La risposta dipende innanzitutto dall’interpretazione delle motivazioni che hanno mosso il presidente russo Vladimir Putin. La lettura più ovvia è che questo
leader autoritario non abbia mai davvero accettato il verdetto pronunciato dalla storia nel 1991 e non si sia mai riconciliato con il crollo dell’Unione Sovietica. Di conseguenza, non accetta la pretesa degli Stati Uniti e dei loro alleati di definire l’ordine mondiale. Già nel 2007, alla conferenza sulla sicurezza di Monaco di Baviera, in Germania, Putin lanciò la sua sfida all’occidente. Da allora ha aspettato il momento più favorevole per rivedere i termini dell’indipendenza dell’Ucraina. Avrebbe potuto farlo già nella primavera del 2014 quando, dopo la rivoluzione di Maidan, il Cremlino pensò a un’invasione su vasta scala, salvo poi optare per l’annessione della Crimea e l’appoggio ai separatisti del Donbass. Per due volte la Russia costrinse gli ucraini al tavolo delle trattative a Minsk, in Bielorussia, perché Kiev temeva di essere travolta dalle forze armate del nemico. Da allora Putin ha rimpianto quella prudenza, proprio come gli Stati Uniti avevano rimpianto di non aver rovesciato il dittatore iracheno Saddam Hussein nel 1991.

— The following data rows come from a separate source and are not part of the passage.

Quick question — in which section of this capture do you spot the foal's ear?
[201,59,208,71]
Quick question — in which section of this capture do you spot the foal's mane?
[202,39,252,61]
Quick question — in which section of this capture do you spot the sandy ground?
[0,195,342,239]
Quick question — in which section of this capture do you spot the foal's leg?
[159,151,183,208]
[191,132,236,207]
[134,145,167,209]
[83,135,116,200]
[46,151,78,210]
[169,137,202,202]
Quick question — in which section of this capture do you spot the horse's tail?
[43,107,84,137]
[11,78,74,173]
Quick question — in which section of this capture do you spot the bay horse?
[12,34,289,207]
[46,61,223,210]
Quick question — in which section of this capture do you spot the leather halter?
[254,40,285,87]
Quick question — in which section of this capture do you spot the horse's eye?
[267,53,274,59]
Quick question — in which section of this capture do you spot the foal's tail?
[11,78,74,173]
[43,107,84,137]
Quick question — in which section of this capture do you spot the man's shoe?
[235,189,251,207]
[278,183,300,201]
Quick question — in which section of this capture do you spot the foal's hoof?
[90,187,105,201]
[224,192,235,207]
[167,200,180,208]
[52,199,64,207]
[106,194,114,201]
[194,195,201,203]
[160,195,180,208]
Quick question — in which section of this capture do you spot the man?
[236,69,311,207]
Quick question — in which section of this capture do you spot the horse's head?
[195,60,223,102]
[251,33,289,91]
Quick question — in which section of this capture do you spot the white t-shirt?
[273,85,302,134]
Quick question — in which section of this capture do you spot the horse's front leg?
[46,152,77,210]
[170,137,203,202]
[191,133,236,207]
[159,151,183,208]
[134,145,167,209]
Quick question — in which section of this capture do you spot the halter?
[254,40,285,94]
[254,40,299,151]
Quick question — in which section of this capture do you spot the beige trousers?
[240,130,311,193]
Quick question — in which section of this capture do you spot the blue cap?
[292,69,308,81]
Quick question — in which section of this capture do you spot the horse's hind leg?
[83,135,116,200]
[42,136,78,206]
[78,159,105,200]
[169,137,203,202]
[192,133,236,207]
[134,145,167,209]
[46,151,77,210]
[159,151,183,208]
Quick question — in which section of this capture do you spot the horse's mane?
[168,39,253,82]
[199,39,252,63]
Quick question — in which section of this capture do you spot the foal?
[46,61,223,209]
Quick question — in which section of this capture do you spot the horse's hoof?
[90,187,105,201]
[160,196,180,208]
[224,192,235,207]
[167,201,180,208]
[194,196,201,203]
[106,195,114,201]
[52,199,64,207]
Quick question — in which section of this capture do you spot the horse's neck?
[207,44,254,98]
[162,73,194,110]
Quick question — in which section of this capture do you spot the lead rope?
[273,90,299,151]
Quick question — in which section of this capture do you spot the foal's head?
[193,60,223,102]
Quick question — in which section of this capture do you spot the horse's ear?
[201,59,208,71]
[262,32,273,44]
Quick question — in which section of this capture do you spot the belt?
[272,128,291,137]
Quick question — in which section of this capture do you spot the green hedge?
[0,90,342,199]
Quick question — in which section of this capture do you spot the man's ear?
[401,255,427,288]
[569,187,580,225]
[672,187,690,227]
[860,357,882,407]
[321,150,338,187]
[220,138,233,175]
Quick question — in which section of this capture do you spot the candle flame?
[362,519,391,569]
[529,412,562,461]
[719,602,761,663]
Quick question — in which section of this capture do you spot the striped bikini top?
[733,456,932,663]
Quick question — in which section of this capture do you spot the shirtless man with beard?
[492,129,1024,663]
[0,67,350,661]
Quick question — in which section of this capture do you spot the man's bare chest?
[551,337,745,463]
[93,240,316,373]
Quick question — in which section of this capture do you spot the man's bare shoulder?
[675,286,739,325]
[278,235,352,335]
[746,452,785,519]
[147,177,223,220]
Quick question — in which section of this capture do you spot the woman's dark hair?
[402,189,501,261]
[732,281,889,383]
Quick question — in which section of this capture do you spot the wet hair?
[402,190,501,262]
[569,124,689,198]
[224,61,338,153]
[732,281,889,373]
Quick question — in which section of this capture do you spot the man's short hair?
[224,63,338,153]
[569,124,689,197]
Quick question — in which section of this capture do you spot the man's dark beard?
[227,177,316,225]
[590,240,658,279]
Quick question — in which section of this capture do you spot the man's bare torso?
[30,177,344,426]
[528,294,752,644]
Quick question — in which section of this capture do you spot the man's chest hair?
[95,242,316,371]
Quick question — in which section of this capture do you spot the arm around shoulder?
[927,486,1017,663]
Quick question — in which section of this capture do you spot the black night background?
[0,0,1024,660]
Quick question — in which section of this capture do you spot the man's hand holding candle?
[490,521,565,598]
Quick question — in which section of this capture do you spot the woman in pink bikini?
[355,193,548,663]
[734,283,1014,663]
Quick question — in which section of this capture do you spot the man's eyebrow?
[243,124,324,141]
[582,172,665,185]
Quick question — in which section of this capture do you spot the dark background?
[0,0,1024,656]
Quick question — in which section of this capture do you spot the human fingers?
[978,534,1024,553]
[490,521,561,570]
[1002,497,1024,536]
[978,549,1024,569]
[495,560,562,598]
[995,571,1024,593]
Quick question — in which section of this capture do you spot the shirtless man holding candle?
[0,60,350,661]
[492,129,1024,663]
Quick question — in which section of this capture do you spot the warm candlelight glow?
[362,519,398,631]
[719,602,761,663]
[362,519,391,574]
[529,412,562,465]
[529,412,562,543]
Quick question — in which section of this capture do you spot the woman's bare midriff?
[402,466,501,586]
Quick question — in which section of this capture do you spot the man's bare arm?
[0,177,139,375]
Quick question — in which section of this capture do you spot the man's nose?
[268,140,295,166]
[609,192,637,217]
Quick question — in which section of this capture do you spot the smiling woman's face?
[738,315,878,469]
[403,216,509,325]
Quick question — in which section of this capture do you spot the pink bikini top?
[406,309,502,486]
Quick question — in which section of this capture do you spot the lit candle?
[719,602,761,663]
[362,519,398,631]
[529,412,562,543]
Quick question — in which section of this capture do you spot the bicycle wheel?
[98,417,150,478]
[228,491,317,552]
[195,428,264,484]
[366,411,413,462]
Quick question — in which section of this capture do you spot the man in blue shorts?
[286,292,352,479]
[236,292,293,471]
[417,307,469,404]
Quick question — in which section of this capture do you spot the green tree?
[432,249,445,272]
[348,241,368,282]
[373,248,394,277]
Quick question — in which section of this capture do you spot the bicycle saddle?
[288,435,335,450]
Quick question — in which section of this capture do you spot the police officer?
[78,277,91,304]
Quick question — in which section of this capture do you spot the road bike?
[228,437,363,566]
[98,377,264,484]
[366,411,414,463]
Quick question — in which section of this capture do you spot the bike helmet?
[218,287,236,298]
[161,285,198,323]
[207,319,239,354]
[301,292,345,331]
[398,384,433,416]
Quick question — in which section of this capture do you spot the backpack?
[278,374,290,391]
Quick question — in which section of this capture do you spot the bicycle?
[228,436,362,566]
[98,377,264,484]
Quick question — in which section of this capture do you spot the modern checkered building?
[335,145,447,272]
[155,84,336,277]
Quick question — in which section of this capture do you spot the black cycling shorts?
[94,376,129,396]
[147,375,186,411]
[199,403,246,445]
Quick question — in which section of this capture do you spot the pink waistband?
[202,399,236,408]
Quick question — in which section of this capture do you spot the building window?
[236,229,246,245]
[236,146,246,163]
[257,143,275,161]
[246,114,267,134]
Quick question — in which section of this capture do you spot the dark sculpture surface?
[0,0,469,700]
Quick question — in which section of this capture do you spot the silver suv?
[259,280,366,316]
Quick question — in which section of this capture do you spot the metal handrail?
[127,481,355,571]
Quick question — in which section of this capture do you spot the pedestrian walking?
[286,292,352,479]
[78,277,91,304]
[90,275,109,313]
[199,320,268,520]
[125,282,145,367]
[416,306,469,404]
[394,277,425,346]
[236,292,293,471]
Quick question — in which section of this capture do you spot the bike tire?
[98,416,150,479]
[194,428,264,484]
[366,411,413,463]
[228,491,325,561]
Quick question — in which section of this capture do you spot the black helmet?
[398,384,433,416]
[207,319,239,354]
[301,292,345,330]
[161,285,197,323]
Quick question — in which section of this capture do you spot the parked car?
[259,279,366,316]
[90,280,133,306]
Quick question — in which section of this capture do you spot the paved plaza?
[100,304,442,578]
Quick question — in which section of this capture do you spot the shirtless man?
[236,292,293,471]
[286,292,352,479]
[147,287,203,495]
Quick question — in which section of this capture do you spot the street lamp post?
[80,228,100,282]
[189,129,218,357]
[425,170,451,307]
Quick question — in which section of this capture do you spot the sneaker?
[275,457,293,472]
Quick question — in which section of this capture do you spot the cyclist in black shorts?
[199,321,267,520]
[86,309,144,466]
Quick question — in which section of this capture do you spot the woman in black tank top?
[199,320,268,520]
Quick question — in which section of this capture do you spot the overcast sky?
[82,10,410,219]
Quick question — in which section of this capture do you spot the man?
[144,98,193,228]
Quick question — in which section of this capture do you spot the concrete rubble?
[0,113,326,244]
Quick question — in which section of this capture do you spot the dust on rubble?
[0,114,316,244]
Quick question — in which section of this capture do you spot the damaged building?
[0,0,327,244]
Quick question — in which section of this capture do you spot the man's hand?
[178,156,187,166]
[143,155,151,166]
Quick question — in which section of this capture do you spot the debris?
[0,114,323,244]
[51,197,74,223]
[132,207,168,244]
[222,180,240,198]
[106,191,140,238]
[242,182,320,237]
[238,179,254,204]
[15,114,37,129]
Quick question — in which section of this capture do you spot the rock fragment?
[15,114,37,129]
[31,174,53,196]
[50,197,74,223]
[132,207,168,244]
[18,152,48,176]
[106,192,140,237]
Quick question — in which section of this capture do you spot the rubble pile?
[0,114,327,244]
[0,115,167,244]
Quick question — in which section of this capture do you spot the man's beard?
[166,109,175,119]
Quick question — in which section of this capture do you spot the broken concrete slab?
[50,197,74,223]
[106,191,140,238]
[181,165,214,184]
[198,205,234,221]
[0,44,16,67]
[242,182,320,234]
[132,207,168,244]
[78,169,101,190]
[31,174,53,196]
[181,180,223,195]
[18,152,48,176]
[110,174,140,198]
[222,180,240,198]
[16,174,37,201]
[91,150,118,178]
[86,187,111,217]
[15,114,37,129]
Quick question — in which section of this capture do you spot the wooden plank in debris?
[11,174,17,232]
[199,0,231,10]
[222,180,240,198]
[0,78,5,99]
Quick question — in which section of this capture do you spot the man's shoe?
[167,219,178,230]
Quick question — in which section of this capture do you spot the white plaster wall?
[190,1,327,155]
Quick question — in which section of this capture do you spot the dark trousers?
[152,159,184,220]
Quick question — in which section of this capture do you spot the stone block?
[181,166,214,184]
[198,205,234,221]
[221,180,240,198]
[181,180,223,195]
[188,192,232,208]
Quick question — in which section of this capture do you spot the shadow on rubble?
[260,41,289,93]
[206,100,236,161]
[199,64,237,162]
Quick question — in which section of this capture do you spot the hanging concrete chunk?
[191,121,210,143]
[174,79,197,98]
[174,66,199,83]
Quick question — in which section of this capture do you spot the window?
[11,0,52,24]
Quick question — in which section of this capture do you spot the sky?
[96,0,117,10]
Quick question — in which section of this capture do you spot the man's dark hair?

Ma se questa è la motivazione di fondo, perché nel 2022 Putin ha deciso di ricorrere alla prova definitiva della battaglia? La guerra sarà anche il prolungamento della politica con altri mezzi, ma il salto verso lo scontro armato cambia in modo irrevocabile i termini degli affari internazionali. La guerra è uno strumento politico imprevedibile. La violenza tende a degenerare e comporta enormi rischi. Come scrisse il generale prussiano Carl von Clausewitz dopo la sconfitta di Napoleone, la vittoria può essere ottenuta solo unendo al successo sul campo di battaglia il calcolo politico e l’equilibrio delle energie e delle passioni politiche. È raro che quest’impresa riesca. Come hanno scoperto a loro spese gli israeliani con la guerra dei sei giorni del 1967, anche la vittoria militare più schiacciante può diventare un fardello.
Una tesi è che Putin abbia deciso di giocare d’azzardo perché è un uomo di guerra. Di conseguenza, contesta non solo i confini politici che hanno definito la fine della storia di Fukuyama, ma anche la visione liberale di un mondo governato dal commercio e dalla concezione occidentale del diritto internazionale. Putin vede la storia come il frutto dello scontro di forze oscure, e dal suo punto di vista è un merito fare piazza pulita dell’ipocrisia e portare questo scontro allo scoperto. Nel 1999 impresse a fuoco il sigillo della sua autorità sulla politica russa con la sanguinosa seconda invasione della Cecenia. Nel 2008 non si fece sfuggire l’occasione di infliggere un’umiliante punizione militare alla Georgia, colpevole di aver chiesto l’adesione alla Nato. Nel 2015 ha appoggiato il dittatore Bashar al Assad, decidendo l’esito della guerra civile siriana.
Quest’adesione alla dottrina militare porta alcuni analisti a descrivere Putin come un uomo dell’ottocento. Ma a quell’epoca a un brutale arrivista come il leader russo non sarebbe mai stato permesso di avvicinarsi alle leve del potere. Secondo l’illustre storico statunitense Stephen Kotkin, Putin incarna invece una tradizione espansionista russa che risale a cinque secoli fa, all’epoca di Ivan il terribile.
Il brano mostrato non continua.